Implement a more sophisticated layer separation algorithm

wanglongqi / pdf2djvu

Automatically exported from code.google.com/p/pdf2djvu

0 stars 2 forks source link

Implement a more sophisticated layer separation algorithm #7

Open GoogleCodeExporter opened 9 years ago

GoogleCodeExporter commented 9 years ago

What steps will reproduce the problem?

1. Get a PDF file that contains a high-contrast scan of an old book, like
the "facsimiles" offered by some libraries.

2. Convert to DJVU. No other options than -o.

3. Resulting file looks anti-aliased.

What is the expected output? What do you see instead?

The problem here is, that anti-aliasing blurs the letters. Since the
letters where not 100% quality anyway, you end up with a much less readable
text than in the original PDF.

What version of the product are you using? On what operating system?

pdf2djvu --version

pdf2djvu 0.4.11 (DjVuLibre 3.5.20, poppler 0.8.3)

Am I missing anything?

Original issue reported on code.google.com by chriskar...@googlemail.com on 30 Jun 2008 at 5:14

GoogleCodeExporter commented 9 years ago

Could you provide an example PDF file?

Original comment by pro...@gmail.com on 4 Jul 2008 at 2:11

GoogleCodeExporter commented 9 years ago

Please send me your e-mail address at chris at ... (you can see the rest from 
above).
I will then send you a link to an example PDF.
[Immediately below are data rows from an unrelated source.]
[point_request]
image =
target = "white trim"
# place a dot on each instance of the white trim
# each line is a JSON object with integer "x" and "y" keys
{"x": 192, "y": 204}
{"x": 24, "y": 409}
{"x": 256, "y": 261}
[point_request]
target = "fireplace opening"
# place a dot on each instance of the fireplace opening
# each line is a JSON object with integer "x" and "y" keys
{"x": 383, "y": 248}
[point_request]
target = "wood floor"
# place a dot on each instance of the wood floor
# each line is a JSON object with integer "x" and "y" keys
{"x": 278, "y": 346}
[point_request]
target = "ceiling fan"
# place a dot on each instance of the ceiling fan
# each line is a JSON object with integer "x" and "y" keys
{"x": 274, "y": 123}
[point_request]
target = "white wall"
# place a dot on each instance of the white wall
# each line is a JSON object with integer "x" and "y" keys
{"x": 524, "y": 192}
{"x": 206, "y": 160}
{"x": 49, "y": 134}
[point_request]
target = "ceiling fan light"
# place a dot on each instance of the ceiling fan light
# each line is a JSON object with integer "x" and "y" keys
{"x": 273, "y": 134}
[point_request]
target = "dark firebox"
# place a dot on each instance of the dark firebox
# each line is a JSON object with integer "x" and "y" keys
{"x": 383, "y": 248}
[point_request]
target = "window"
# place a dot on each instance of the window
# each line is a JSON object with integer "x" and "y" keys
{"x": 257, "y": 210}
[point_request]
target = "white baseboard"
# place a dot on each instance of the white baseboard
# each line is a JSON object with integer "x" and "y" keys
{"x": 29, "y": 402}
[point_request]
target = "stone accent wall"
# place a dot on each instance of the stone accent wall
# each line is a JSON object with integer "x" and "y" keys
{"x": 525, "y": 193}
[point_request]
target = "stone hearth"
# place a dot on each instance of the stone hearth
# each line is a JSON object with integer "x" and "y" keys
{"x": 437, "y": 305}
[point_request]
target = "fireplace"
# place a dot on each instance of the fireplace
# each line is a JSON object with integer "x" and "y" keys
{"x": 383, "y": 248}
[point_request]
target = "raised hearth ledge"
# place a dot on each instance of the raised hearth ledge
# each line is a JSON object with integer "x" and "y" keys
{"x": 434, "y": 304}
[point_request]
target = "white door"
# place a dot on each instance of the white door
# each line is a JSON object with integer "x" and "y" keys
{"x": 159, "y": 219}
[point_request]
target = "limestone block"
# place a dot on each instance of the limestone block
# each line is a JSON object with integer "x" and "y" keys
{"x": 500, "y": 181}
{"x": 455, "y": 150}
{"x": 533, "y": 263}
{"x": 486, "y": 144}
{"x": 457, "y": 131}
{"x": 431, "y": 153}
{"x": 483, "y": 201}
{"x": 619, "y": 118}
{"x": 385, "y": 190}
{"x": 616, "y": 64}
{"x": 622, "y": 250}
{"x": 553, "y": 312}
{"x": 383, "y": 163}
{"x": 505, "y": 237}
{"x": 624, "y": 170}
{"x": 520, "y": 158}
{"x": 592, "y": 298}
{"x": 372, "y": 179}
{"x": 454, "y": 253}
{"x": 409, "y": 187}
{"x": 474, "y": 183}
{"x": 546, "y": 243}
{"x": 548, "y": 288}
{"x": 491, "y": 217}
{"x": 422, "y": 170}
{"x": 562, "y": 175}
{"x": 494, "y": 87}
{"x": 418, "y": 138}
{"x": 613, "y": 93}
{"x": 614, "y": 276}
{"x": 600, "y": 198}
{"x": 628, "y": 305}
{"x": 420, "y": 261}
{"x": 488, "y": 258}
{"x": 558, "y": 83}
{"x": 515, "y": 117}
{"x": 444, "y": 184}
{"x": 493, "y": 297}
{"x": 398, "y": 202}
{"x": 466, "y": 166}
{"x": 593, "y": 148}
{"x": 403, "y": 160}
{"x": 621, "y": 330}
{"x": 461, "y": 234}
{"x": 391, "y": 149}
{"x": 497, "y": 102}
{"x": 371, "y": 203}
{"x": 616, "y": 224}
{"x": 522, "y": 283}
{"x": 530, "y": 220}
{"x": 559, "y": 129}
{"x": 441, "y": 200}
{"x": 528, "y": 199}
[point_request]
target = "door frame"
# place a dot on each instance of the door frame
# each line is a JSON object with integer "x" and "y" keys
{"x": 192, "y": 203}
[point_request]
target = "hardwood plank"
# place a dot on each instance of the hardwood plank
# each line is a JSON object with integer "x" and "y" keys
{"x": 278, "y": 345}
Original comment by chriskar...@googlemail.com on 4 Jul 2008 at 8:40

GoogleCodeExporter commented 9 years ago

To sum up a private discussion with the bug reporter:
- Layer separation algorithm is far from being optimal. This often leads to 
wavelet
encoding of high-contrast image components (e.g. text), which is completely
inappropriate: resulting image is blurry, compression ratio is insufficient.
- Foolishly compressed PDF (e.g. black&white images stored as JPEGs) are not
uncommon. pdf2djvu could be fixed in order to make it a handy tool to properly
recompress such documents.

Original comment by pro...@gmail.com on 9 Jul 2008 at 1:03

Changed title: When PDF contains a scan, the DjVu file looks anti-aliased and is difficult to read
Changed state: Accepted
Added labels: Type-Enhancement, Component-Logic
Removed labels: Type-Defect

GoogleCodeExporter commented 9 years ago

[deleted comment]

GoogleCodeExporter commented 9 years ago

[deleted comment]

GoogleCodeExporter commented 9 years ago

Issue 9 has been merged into this issue.

Original comment by uba...@users.sf.net on 3 Apr 2009 at 12:15

GoogleCodeExporter commented 9 years ago

[deleted comment]

GoogleCodeExporter commented 9 years ago

[deleted comment]

GoogleCodeExporter commented 9 years ago

Issue 56 has been merged into this issue.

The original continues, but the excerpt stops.